Reporting in the journal Food Chemistry, a Washington State University research team used two testing methods to measure the levels of two herbicides, namely atrazine and acetochlor, in samples of apples, strawberries, cabbage, corn, and fruit juices. The work shows the real-world viability of their easy-to-use and inexpensive methods of testing.
“We applied this technology for real sample detection — which is an important step in moving towards commercialization,” said Annie Du, research professor in WSU’s School of Mechanical and Materials Engineering and the principal investigator of the project.

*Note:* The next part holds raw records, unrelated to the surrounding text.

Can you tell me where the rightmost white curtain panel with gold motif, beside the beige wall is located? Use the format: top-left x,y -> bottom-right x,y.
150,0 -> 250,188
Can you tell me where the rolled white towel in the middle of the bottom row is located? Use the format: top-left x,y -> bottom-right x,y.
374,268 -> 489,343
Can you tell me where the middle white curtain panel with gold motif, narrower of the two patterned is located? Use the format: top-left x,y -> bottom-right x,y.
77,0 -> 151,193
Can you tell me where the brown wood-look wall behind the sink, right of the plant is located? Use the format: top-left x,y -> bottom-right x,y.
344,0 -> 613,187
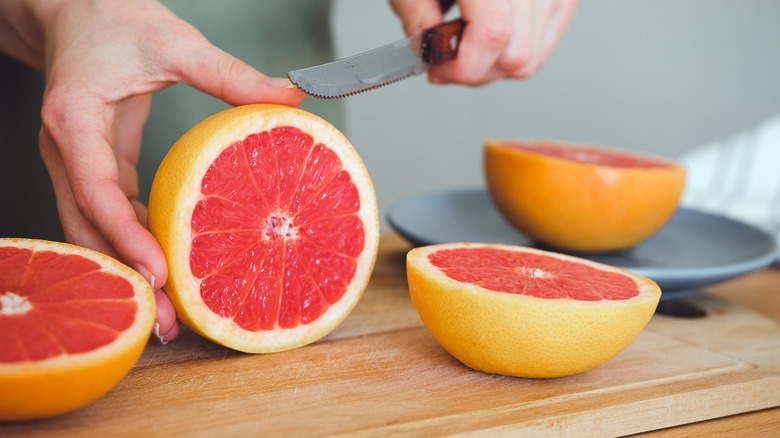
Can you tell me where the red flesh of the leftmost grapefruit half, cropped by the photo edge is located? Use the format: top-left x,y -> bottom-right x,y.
0,247 -> 137,363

The Food and Drug Administration (FDA) regularly tests a broad range of commodities for approximately 800 pesticide residues, and producers are required to keep the chemical residues on food below a certain level that is considered safe. The two herbicides the researchers measured are widely used in crop production in the U.S. At high exposures, they are potentially toxic for people and have been linked to a range of maladies from allergies to hormone disruption to cancer.
Doing the testing, however, currently requires sophisticated and expensive instruments as well as a trained technician.
“We want to come up with a low-cost method that can be used in the field or in the laboratory,” said Bernie Van Wie, corresponding author on the paper and a professor in WSU’s Gene and Linda Voiland School of Chemical Engineering and Bioengineering.
In the past few years, the researchers have developed and patented their idea, in which nanoparticles of palladium and platinum are used to amplify the signals of molecules. The nanoparticles attach to an antibody, which recognizes the chemical and then stimulates the production of a signal. The amplification allows the researchers to know that tiny amounts of the chemicals are present and at what level.
In this latest work, the researchers used the nanoparticles in two types of tests to measure two chemicals simultaneously. The chemicals were spiked into fruit and vegetable samples that were pureed in a blender.
One of the tests uses the palladium-platinum nanoparticles to catalyze a reaction that causes a color change in a sample when the herbicide is present. The test can be done using a small unit that can be carried into the field. The other test the researchers developed uses the nanoparticle in a low-cost paper strip that looks like a COVID-19 or pregnancy test and can be read with a smartphone reader.
The tests were sensitive enough to measure the chemicals down to the maximum acceptable levels and were validated using traditional testing methods.
“We’re actually able to detect below the maximum concentration limits if there’s any pesticide or herbicide in the sample,” said Van Wie. “That’s good because while this can be done by other methods, this method is low-cost and portable in the field.”